I'm confused, then why does your article throw shade at both the protection software and the VST?

It sounds like you didn't find any issues with either of them, except that the VST vendor chose not to protect the thing you were hoping to crack?


For VST performance and timing is important so you can't protect the actual plugin

It only affects the timing of starting it up.

> no winhttp.dll, wininet.dll, or ws2_32.dll. offline validation only. all crypto is local, so theoretically extractable.

You can't possibly know that by the mere lack of these DLLs from the import directory.


TFA is checking those via imports, not copied DLLs.

I suppose they could LoadLibrary/GetProcAddress at runtime, but that'd be a lot of effort for obfuscation.


For $200 how many casual pirates does it have to dissuade to pay for itself. Not many. At that price it doesn’t need to be very good.
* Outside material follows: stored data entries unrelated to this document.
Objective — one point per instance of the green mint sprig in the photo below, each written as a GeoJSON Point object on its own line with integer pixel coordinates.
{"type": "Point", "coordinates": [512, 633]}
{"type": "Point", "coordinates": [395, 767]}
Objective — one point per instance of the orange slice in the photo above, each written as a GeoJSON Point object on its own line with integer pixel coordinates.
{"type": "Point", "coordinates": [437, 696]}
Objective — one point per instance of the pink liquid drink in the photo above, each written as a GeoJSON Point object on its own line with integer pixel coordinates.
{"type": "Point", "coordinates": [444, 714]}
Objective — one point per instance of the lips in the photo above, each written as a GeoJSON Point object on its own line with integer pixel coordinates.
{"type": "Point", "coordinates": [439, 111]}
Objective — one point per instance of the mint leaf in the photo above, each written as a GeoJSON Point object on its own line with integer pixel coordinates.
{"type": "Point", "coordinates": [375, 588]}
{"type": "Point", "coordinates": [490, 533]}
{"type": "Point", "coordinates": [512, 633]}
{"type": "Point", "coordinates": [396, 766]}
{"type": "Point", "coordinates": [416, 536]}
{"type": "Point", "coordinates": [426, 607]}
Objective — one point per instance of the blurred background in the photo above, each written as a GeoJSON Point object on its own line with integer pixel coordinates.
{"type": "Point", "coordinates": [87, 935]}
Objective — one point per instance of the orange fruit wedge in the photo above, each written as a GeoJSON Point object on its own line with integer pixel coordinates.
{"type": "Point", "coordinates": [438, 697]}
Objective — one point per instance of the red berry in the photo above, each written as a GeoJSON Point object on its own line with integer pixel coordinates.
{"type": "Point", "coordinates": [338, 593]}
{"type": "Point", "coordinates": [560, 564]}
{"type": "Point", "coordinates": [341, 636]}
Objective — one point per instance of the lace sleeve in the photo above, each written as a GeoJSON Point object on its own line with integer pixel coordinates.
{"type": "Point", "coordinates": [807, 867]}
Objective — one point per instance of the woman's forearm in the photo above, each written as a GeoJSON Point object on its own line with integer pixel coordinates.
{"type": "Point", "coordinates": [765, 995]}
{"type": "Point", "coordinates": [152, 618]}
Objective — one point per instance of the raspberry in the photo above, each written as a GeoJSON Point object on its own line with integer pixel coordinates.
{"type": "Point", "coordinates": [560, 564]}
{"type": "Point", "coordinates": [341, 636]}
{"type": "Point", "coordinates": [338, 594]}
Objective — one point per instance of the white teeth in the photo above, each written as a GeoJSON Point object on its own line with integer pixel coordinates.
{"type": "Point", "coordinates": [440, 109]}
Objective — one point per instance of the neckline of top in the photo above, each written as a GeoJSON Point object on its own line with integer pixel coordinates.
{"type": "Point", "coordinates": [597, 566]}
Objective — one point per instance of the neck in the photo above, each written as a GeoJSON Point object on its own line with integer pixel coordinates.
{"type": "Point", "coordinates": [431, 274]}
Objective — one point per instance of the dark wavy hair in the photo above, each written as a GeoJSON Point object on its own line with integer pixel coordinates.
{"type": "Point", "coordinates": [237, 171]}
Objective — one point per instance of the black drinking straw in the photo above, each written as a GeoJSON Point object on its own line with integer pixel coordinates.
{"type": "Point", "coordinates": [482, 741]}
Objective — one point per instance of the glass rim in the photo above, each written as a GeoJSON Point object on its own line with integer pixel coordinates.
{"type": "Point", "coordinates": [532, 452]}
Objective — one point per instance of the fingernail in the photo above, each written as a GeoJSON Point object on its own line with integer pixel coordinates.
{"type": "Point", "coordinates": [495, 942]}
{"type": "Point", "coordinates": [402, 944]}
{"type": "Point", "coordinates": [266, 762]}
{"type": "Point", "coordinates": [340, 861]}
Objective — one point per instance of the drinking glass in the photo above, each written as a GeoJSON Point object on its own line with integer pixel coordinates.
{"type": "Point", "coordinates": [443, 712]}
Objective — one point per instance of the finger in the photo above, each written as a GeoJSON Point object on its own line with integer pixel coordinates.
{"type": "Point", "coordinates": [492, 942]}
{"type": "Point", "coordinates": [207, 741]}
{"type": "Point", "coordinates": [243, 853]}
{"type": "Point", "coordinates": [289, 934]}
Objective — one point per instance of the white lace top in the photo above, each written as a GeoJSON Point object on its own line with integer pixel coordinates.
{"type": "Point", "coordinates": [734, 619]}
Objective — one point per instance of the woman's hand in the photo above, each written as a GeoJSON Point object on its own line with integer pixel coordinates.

Technically, it needs to dissuade pirates who then go spend money on the software legitimately.

this reeks of ai even if you bottomified the sentences. do better.

I agree, the writing style is quite weird and there are a lot of AI tells.

Is this LLM slop? One cannot truncate RSA signatures and still check them. The sample hook code is nonsense, it lacks an address to hook (and would break Enigma‘s self-checks). The sentence structure and all lower-case looks like a bad prompt attempt to hide LLM usage.